Désolé de remonter ce vieux poste mais je croit avoir la solution, en tout cas pour moi.

Bon après avoir acheté Les Sims 3, iTunes m'indique que la transaction n'a pas pu être effectuée, pourtant je n'ai pas touché à mes réglages de facturation, mais en allant dans "Mode de faturation" ou un truc du genre au lieu de choisir Carte Visa (comme j'ai) j'ai choisi Carte Bleu, et la la à pu marché.

J'espere que cela pourra vous aider.


----------



## Lamar (26 Août 2009)

Merci pour l'idée, mais ça ne marche pas.


----------



## Mr Fon (27 Août 2009)

Je ne sais pas si ça pourra aider , mais il m'était arrivé la même chose, et sans avoir rien fait je peux acheter à nouveau...

je m'explique:

ma carte visa possède un plafond de dépenses qui fait que au delà d'une certaine somme éffectuée avec, je ne peux plus m'en servir même si mon compte est approvisionné. c'est apperement une sécurité, donc les dépenses sont plafonnées jusqu'à une certaine somme par semaine. 
j'ai donc attendu une petite semaine, sans toucher à ma carte et reesayé l'achat. ça a fonctionné.


----------



## Lamar (27 Août 2009)

Je confirme, j'ai eu le même problème il y a quelques mois en voulant acheter mon MBPro, la banque m'a alors appris l'existence de ce plafond. Il faut s'armer de patience, mais c'est pénible.


----------



## Ramses2 (5 Mars 2010)

Je ressort ce post, car j'ai le même problème pour une application à 0.79 &#8364; et une appli gratuite.
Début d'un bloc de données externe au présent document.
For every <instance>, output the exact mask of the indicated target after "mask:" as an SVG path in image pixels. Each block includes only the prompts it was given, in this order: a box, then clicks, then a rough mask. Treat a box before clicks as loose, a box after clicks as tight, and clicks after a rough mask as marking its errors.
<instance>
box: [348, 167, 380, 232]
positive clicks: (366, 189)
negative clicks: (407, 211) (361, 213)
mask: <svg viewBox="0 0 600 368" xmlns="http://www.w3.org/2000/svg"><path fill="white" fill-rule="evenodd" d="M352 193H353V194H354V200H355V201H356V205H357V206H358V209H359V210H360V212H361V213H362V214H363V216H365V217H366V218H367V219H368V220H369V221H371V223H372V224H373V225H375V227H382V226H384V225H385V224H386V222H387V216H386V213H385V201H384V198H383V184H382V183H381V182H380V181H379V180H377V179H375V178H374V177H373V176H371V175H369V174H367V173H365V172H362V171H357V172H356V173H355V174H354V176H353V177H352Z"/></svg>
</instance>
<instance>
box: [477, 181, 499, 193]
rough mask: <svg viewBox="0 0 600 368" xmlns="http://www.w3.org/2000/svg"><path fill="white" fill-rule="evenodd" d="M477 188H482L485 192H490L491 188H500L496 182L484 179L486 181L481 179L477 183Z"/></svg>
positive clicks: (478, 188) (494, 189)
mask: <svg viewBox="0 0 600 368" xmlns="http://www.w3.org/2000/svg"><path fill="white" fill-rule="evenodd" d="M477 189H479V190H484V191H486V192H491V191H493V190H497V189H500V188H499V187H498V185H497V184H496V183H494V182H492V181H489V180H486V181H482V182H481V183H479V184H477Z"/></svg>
Impossible de les télécharger

Auriez-vous le mail d'apple pour ce pb ?

Merci


----------



## twinworld (5 Mars 2010)

le mail d'apple est sur la page "support" d'itunes.


----------



## Ramses2 (9 Mars 2010)

Problème résolu.

A titre d'information, ma carte ayant changée de code et de date d'expiration, se retrouve verrouillée, tant que je n'ai pas effectué, soit un achat (chez un commerçant), soir sur un distributeur.

Une fois fait, tout redevient normal


----------



## abdouul (27 Décembre 2010)

a mon tour de ressortir ce poste ...

Voilà pas plus tard qu'il y a 10 minutes , j'ai rentré pour la 1ère fois sur mon compte itunes mon numéro de cb ( moi qui était adepte des cartes itunes qu'on retrouve en magasin ) . 

Mon numéro de cb rentré , je l'ai utilisé pour payer la carte musique jeune .

Une fois le règlement effectué , j'ai tout de suite modifier le mode de paiement à nouveau pour le passer en " aucun " , car je n'aime pas laisser ma cb associé à mon compte itunes . 


Le soucis est que j'ai reçu 3 sms de mon établissement bancaire .

- l'un me confirmant une dépense de 25 euros ( celui là je ne le conteste pas , car
  j'ai choisi un montant de 25 euros pour la carte musique jeune ) 

- 2 autre sms me confirmant chacun une dépense d' 1.98 euros . 


c'est assez bizarre cette histoire de prélèvement ... 

J'ai pu me renseigner sur d'autre forums : 

http://www.forum-iphone.fr/gros+probleme+itunes+et+scandaleux-s48233 

apparemment itunes facturerait les changement de coordonnées bancaires ... 

Quelqu'un aurait-il plus d'informations  à ce sujet ?


----------